Des montagnes de glace

Dès le 15 juillet, l’équipe de la mission a rendu publique une image en noir et blanc de Pluton d’une résolution de 76 mètres par pixel, prise sur la démarcation jour/nuit, en bas du « cœur », baptisé officieusement pour le moment « région Tombaugh », du nom du découvreur de la planète naine. Sur 240 km de large, on y observe des montagnes atteignant 3 500 mètres d’altitude, probablement constituées de glace d’eau. Comme pour Charon, l'une des lunes de Pluton, les glaces de méthane et de monoxyde de carbone préalablement repérées ne seraient finalement qu’un glaçage superficiel.

Cette animation montre la position de l'image de Pluton dévoilée sur la photo prise avant le silence radio de New Horizons, le temps des survols.

Chose surprenante, pas un seul cratère n’est visible sur cette image, alors que les chutes de météorites sont fréquentes dans la ceinture de Kuiper. Le sol doit donc être très jeune – moins de 100 millions d’années, à comparer à l'âge du Système solaire (4,5 milliards d’années). Pluton connaîtrait donc encore une activité géologique, c'est-à-dire des modifications de sa structure, nourrie par les interactions avec Charon.

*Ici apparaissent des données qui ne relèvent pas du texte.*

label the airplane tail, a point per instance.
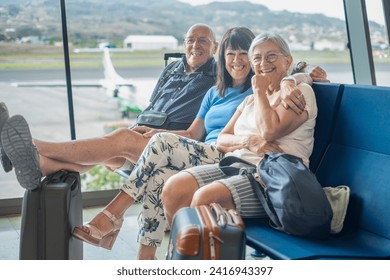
(109, 70)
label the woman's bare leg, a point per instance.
(177, 193)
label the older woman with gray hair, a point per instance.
(260, 117)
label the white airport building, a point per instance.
(150, 42)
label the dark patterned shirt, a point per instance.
(182, 93)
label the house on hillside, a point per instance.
(327, 45)
(150, 42)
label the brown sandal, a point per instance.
(93, 235)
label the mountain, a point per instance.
(114, 20)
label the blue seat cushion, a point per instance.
(278, 245)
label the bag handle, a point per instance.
(222, 218)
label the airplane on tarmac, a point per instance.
(127, 92)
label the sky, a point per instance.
(331, 8)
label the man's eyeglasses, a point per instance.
(270, 58)
(201, 40)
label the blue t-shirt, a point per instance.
(216, 111)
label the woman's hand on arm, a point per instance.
(292, 96)
(319, 75)
(274, 121)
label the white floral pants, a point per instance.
(165, 155)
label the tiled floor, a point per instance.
(124, 249)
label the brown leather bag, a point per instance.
(207, 232)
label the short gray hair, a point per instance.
(273, 37)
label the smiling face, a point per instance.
(237, 65)
(200, 46)
(268, 60)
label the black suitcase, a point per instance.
(207, 233)
(49, 214)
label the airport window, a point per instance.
(379, 41)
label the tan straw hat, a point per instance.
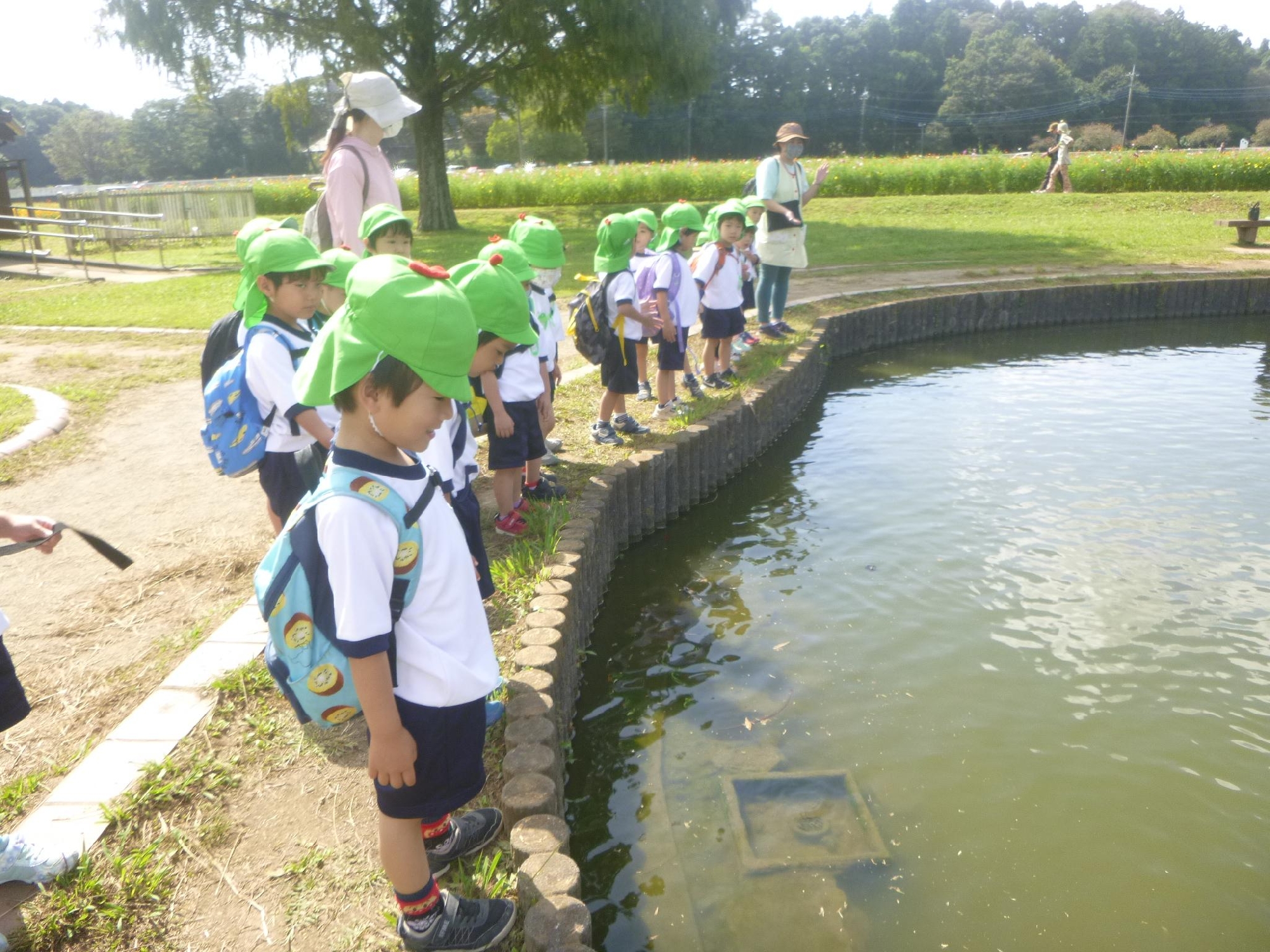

Autre signe d’activité : la présence d’une fine atmosphère contenant du méthane. Étant donné le rythme auquel Pluton perd ce gaz, on peut calculer qu'elle a dû en laisser échapper l’équivalent d’une couche de 300 à 3 000 mètres d’épaisseur depuis sa formation, selon un mécanisme comparable à la perte d'eau par Mars. Un processus d'enrichissement régulier en méthane de l’atmosphère de Pluton doit donc exister. S'il provenait de son cœur, des geysers, témoins d’un cryovolcanisme actif, seraient observés. Or aucun n’a été repéré pour le moment. Cela étant, les images disponibles pour le moment ne couvrent qu’une infime partie de la surface de Pluton.

Un jeune Charon surprenant

Satellite pour les uns, planète naine double pour les autres, Charon a réservé quelques surprises aux scientifiques avec une variété de terrains insoupçonnée, depuis la zone noire du pôle Nord, surnommée « Mordor » du nom de la région inventée par Tolkien, jusqu'aux falaises et longs canyons profonds de 5 à 10 km, en passant par une zone sans cratère, sans doute très jeune et qui serait le signe d'une activité géologique au sein du satellite. L'identification de l’énergie nécessaire à cette activité dans un corps si petit reste à réaliser.

Charon présente des structures variées et inattendues, comme ce pic placé dans une dépression (en haut à gauche du zoom)© Nasa/JHUAPL/SwRI

Le « Mordor » pourrait être un cratère géant révélant la matière cachée sous la surface : l’aspect rouge dû au méthane ne serait en ce cas qu’une fine couche recouvrant tout le satellite. Prises à seulement 28 800 km, des images d'une résolution près de cinq fois supérieure devraient permettre d’en savoir plus sur cette région mystérieuse.

Quatre satellites confirmés

Lors de son voyage d’approche, New Horizons a confirmé la présence autour du système double Pluton-Charon des quatre satellites connus : Styx, Nix, Kerberos et Hydra, du plus proche au plus éloigné du couple. Pas d’anneaux ni d'autre satellite n’ont été repérés.

Hydra est le satellite le plus éloigné de Pluton et le premier à être dévoilé, avec une résolution équivalente aux images de Pluton en juin 2015© Nasa/JHUAPL/SwRI

Parmi ces objets du système plutonien, Hydra a été le premier dévoilé par les données récupérées par New Horizons le 14 juillet. Les images, d’une résolution de 3 km par pixel, ont permis de mesurer la taille du satellite. Jusque-là, elle était estimée de façon très imprécise entre 30 et 160 km. Sur les nouvelles images, les scientifiques américains calculent une forme non sphérique de 43 km par 33 km. Le satellite serait également recouvert de glace d’eau, car il renvoie 45 % de la lumière du Soleil qu’il reçoit. Des images plus précises sont attendues.